Appeal from an order of the Supreme Court (Sackett, J.), entered June 23, 2010 in Albany County, which, in a proceeding pursuant to CPLR article 78, granted respondent's motion for a severance.
Joel Landau, Prisoners' Legal Services, Albany, for appellants.
Eric T. Schneiderman, Attorney General, Albany (Robert Goldfarb of counsel), for respondent.
Before: Mercure, J.P., Lahtinen, Malone Jr., McCarthy and Garry, JJ.
Following an investigation that revealed that petitioners, both prison inmates, had been observing female correction officers through a peep hole in a bathroom wall, they were served individual misbehavior reports charging them with stalking, creating a disturbance and harassing an employee. Following individual tier III disciplinary hearings, petitioner Daniel Castro was found guilty of all charges and assessed a penalty of two years in the special housing unit (hereinafter SHU) and two years recommended loss of good time, while petitioner Al Vega was found guilty of stalking and harassing an employee and was assessed a penalty of one year in the SHU and one year recommended loss of good time. On administrative appeal, respondent dismissed the charge of creating a disturbance against Castro and reduced the penalty to one year in the SHU and one year recommended loss of good time and affirmed the determination and penalties with regard to Vega. Petitioners thereafter commenced this CPLR article 78 proceeding to challenge the determinations of guilt. Thereafter, respondent moved to sever the matter into two separate proceedings. Supreme Court granted the motion and petitioners now appeal.

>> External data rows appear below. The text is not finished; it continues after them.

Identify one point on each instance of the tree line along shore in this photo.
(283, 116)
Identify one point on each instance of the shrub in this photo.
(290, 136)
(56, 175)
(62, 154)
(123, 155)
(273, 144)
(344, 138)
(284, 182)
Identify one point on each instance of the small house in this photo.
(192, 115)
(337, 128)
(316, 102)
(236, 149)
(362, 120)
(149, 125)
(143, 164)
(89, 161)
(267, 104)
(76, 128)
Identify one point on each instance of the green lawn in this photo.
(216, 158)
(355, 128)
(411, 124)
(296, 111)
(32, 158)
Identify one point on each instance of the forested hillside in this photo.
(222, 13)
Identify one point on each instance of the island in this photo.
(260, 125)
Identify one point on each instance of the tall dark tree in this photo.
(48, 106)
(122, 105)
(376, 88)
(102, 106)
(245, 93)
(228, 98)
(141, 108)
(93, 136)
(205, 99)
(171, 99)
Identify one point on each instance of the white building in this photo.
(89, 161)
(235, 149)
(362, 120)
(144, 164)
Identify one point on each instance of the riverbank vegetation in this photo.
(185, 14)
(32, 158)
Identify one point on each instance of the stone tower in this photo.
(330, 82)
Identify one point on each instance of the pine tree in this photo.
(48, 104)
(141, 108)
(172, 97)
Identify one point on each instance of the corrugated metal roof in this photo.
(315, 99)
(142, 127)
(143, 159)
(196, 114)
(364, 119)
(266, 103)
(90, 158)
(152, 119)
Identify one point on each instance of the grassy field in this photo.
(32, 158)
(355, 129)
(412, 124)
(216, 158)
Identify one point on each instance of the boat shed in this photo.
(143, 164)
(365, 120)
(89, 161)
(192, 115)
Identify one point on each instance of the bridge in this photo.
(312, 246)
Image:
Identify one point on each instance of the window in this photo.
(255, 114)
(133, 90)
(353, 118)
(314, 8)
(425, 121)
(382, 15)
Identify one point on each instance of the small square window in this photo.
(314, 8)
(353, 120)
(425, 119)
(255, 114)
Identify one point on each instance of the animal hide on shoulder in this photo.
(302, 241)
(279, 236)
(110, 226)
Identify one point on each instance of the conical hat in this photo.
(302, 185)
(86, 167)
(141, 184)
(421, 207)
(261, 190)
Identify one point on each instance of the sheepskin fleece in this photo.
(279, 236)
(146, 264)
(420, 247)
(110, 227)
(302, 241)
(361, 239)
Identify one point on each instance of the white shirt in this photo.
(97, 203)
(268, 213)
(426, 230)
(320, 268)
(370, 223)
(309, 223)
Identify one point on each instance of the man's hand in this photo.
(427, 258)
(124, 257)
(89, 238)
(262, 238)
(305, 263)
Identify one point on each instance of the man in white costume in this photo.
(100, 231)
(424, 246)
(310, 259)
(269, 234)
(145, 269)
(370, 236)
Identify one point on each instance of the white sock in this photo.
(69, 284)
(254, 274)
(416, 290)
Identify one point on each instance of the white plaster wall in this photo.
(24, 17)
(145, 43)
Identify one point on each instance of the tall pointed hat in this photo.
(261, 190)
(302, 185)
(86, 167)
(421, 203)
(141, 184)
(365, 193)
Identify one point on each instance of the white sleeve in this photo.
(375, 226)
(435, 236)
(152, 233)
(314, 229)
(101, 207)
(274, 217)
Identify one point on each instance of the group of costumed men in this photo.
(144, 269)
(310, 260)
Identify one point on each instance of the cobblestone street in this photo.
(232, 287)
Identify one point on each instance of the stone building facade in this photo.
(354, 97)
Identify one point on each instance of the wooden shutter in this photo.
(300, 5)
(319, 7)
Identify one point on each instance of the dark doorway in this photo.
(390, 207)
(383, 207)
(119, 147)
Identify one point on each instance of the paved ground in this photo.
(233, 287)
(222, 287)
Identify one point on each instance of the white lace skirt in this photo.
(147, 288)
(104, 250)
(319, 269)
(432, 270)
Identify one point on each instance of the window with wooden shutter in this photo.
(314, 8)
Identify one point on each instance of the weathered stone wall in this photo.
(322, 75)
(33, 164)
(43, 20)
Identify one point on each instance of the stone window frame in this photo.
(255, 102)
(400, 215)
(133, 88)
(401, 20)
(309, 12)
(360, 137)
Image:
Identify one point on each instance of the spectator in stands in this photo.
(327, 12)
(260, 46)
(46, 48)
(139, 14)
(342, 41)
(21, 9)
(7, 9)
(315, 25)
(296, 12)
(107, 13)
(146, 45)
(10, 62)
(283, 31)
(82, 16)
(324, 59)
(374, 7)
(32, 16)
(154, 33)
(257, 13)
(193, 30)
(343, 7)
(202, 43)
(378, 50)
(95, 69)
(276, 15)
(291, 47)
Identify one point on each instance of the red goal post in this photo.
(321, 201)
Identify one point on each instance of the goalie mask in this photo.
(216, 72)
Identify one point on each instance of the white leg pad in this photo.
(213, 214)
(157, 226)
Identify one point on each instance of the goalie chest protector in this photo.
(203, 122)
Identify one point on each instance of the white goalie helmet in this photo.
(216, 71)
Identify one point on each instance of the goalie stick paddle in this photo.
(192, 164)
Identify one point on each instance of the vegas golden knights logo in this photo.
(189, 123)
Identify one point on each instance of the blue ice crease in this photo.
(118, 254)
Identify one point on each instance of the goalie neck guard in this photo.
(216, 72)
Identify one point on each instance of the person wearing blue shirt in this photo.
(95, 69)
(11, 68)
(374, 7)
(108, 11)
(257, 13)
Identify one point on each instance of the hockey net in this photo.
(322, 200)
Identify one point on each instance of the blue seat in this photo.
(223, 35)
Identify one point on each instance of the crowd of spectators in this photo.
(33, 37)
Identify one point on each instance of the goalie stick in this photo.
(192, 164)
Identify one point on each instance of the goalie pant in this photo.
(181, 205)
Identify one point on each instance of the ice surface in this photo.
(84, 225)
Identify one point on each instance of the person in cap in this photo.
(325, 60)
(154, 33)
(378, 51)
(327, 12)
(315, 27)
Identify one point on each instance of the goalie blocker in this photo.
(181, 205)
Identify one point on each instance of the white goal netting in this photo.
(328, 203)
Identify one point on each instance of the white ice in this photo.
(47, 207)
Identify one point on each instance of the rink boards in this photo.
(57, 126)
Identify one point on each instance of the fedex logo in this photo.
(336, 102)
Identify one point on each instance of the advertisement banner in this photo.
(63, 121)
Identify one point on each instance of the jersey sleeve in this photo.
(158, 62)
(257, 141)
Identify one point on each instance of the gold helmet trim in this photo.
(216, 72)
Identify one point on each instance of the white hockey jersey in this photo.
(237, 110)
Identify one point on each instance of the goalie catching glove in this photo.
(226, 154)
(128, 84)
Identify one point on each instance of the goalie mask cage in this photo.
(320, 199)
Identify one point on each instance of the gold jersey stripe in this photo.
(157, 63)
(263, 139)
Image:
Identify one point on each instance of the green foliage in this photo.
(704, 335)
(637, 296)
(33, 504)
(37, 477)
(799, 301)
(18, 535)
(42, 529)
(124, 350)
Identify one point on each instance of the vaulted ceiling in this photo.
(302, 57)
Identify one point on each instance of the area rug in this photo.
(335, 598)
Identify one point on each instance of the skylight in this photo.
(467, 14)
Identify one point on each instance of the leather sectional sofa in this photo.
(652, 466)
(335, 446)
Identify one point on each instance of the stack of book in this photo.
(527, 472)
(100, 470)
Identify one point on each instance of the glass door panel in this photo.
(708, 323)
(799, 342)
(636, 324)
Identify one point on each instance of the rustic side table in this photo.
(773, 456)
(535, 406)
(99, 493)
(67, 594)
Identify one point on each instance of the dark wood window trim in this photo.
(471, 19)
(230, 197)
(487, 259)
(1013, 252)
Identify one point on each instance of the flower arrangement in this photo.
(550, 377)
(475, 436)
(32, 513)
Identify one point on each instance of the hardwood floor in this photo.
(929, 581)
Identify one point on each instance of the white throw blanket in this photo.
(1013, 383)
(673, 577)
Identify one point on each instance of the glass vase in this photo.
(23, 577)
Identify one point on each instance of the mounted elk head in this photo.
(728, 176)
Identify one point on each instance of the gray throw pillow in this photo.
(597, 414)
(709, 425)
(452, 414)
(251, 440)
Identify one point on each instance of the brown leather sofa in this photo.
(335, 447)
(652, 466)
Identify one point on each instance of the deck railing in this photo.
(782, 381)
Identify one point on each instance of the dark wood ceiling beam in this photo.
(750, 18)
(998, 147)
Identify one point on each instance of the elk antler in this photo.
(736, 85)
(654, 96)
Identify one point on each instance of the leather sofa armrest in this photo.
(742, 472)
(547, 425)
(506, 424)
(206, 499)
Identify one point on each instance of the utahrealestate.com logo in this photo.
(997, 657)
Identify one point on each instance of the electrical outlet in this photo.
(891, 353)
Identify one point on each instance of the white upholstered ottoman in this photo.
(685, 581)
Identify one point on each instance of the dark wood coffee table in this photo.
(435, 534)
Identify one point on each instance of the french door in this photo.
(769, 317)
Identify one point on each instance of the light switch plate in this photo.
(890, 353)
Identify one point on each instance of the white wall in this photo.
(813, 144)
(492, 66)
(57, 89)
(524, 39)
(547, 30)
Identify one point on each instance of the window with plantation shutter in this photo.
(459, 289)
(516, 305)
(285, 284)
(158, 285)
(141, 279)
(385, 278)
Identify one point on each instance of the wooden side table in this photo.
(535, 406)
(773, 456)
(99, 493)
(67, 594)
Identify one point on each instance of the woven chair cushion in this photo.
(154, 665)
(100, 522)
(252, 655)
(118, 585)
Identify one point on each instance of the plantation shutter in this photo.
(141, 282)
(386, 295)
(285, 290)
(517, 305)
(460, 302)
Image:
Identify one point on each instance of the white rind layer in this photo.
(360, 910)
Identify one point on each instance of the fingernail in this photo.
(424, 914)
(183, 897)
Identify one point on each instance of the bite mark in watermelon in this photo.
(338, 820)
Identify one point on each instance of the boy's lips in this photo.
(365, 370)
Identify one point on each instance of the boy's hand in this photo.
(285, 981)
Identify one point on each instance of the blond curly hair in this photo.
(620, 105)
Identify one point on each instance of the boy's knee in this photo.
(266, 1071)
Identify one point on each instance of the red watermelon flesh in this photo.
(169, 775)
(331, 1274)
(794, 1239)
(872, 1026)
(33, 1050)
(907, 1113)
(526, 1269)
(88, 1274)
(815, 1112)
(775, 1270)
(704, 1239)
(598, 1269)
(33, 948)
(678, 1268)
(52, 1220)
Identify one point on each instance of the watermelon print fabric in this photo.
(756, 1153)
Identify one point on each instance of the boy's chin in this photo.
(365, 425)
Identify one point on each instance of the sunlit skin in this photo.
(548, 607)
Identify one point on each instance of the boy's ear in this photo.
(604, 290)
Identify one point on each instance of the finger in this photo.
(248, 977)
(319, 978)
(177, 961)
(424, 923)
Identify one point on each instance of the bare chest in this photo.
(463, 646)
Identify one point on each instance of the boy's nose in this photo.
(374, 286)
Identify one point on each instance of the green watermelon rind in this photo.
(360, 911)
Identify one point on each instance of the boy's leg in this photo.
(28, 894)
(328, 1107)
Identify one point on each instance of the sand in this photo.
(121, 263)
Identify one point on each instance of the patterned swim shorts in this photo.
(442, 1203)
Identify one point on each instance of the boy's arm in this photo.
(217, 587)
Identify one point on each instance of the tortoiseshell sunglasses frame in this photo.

We affirm. Initially, we note that the order being appealed from is a nonfinal order that is not appealable as of right and petitioners have failed to request permission for this appeal from either Supreme Court or a justice of this Court (see CPLR 5701 [c]; Matter of Pettersen v Town of Fort Ann, 72 AD3d 1322, 1323; Matter of Saratoga Lake Protection Improvement Dist. v Department of Pub. Works of City of Saratoga Springs, 46 AD3d 979, 981 n 1 [2007], lv denied 10 NY3d 706). However, in the interest of judicial economy, we exercise our authority to grant leave to appeal sua sponte ( see e.g. Matter of Pettersen v Town of Fort Ann, 72 AD3d at 1323; Matter of Elcor Health Servs. v Novello, 295 AD2d 772, 773 n 2 [2002], aff'd 100 NY2d 273). Turning to the merits, petitioners here seek to challenge respondent's administrative determinations on substantial evidence grounds. Inasmuch as this necessitates a review of the evidence presented against each petitioner in his separate disciplinary hearing, we do not find a clear abuse of discretion in Supreme Court granting the motion for a severance ( see Matter of Green Harbour Homeowners' Assn. v Town of Lake George Planning Bd., 1 AD3d 744, 746; Finning v Niagara Mohawk Power Corp., 281 AD2d 844, 844-845).
Ordered that the order is affirmed, without costs.